From the claims of the parties, title is in issue. The judgment of the Grade ‘C’ Customary Court Olorunda, Olorunsogo which was tendered as Exhibit ‘2’ through the PW2 was heavily relied upon by the Appellant in proof of his case. The DW3, Busari Oladepo Yusuf was the defendant while Alhaji Gbadamosi Ajani was the Plaintiff who got judgment. The appellant’s title to the land in dispute as claimed was derived from the Plaintiff in Exhibit ‘2’, Alhaji Gbadamosi Ajani. The appellant complained that the trial court did not consider the effect of Exhibit ‘2’ in the present case.
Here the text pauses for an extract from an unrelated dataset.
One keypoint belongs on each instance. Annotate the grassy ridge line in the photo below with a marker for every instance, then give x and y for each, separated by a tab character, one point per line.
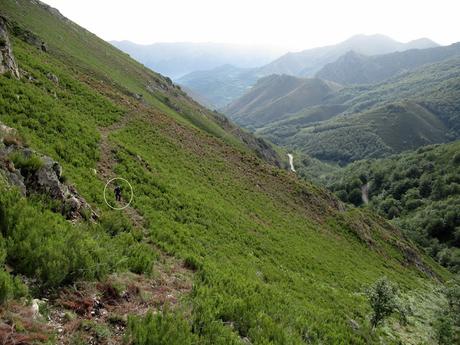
107	63
275	257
The appellant as plaintiff in support of his pleadings called the PW1, Wahab Titilayo Adeniji a licensed Surveyor who tendered the dispute plan as Exhibit ‘1’.
The DW3 at pages 78-80 of the printed records agreed that the Appellant’s vendor Alhaji Gbadamosi Ajani sued him before the Customary Court in respect of the land in dispute. The Customary Court found that the DW3, Oladepo Yusuf (then defendant) had sold the land to Amusa Akofe who sold to the then plaintiff Alhaji Gbadamosi Ajani, who sold to the Appellant’s father, the Plaintiff at the trial court. In Exhibit ‘2’ the Customary Court found as follows:
“FINDINGS:- Upon the evidence above adduced (sic) by the defendant’s witness Mr. Amusa Afolabi the court found the defendant guilty of trespass once he has sold the land to one Akofe and Akofe has sold the land to the Plaintiff. At present the plaintiff is bonafide owner of the land”.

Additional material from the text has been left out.